薄暗い玄関に置いているダルマメダカ「初恋」。毎日、光の差し込む部屋に水槽を持ち込んで、朝から夕方までまだ布団で覆っていない炬燵のテーブルに置く。1匹のオスと2匹のメス。メスも1匹だけが抱卵する。水草に卵をくっ付けるとすぐに別の容器に卵だけを移す。

 

もう2度目だが、1日置くとその透明さは消え失せ、いかにも死んだと思わせる濁った色に変わる。これでは、卵の中で成長する姿は観られる筈もない。がっかりしながら、その訳を考える。

 

受精していないのではないか。先ずそれが考えられる。本体の水槽の水が汚れているのか。

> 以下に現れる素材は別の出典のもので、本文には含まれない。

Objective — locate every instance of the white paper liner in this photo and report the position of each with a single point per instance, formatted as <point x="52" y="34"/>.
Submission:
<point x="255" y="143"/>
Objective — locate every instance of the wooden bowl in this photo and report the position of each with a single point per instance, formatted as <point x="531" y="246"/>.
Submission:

そうとは思えないのだが、それも理由にはなる。もう1つは、水温だ。メダカの卵が孵るのは、20度から28度位迄で、この範囲位以下でも以上でも無理だと言うのが通説である。

 

その為に、100均で温度計を買って来た。やっと20度だから、夕方から夜にかけてそれ以下になるには目に見えている。これでは稚魚を見る所ではない。それでも、水草に数個産み付けられた卵を別の容器に入れる。期待された朝、数個が固まって濁っている。これで250度を待てる訳がない。

 

250度と言うのは、25度の水温が10日間続いた累計が250度で、そこまで達したら孵化すると言う基準だ。25度より低い水温が続けば10日では孵らないし、それより高い水温なら10日にならなくても孵ると言う訳だ。

 

もう1つ考えられるのは、メスとオスのバランスだ。ダルマメダカの水槽にはメスが2匹、オスが1匹だ。メスとオスの相性もあるようだし、オスがやや多い方が孵化する率が高い。しかし、もう今更電熱器を使ったりしてまで孵す気もないので、卵を産めば別の容器に、期待もせずに移す繰り返しを行わなければならない。

 

数日前から思っていた事だが、後オスが2匹いれば上手く行くかも知れないと言う淡い思いだった。これから益々寒くなる。本来なら来年の春先を念頭に置かなければ産卵しても孵化は無理だ。

 

それでもと、私はメダカを売っているコーナーに出掛けた。ダルマメダカは1匹600円はする。ヒメダカは40円だ。だが、あの100匹近くいる中に、メスは殆どいない事は分かっている。それでも安いメダカのオス2匹かメスとオスを1匹ずつ買って帰るかのどちらかを選ばなければならない。

 

橙色に近い、ヒメダカより進化した「楊貴妃」を買う事にした。200円を切るからだった。結局はオス2匹を持ち帰った。稚魚が孵った時の事も考えて、粉状の餌も飼った。

 

同じ水槽に入れたが、今の所喧嘩もしていないようだ。この違った種類のメダカから、卵は孵るのだろうかとと言う疑問が残るにしても。

 

相変わらず、ダルマメダカのメスの1匹が、抱卵して泳ぎ回っている。明日は、水草のどこかに産み付けるのだろうか。諦めた気持ちで、明日もまた、別の容器に移してみよう。もう、濁った卵しか頭に浮かんで来ないけれど。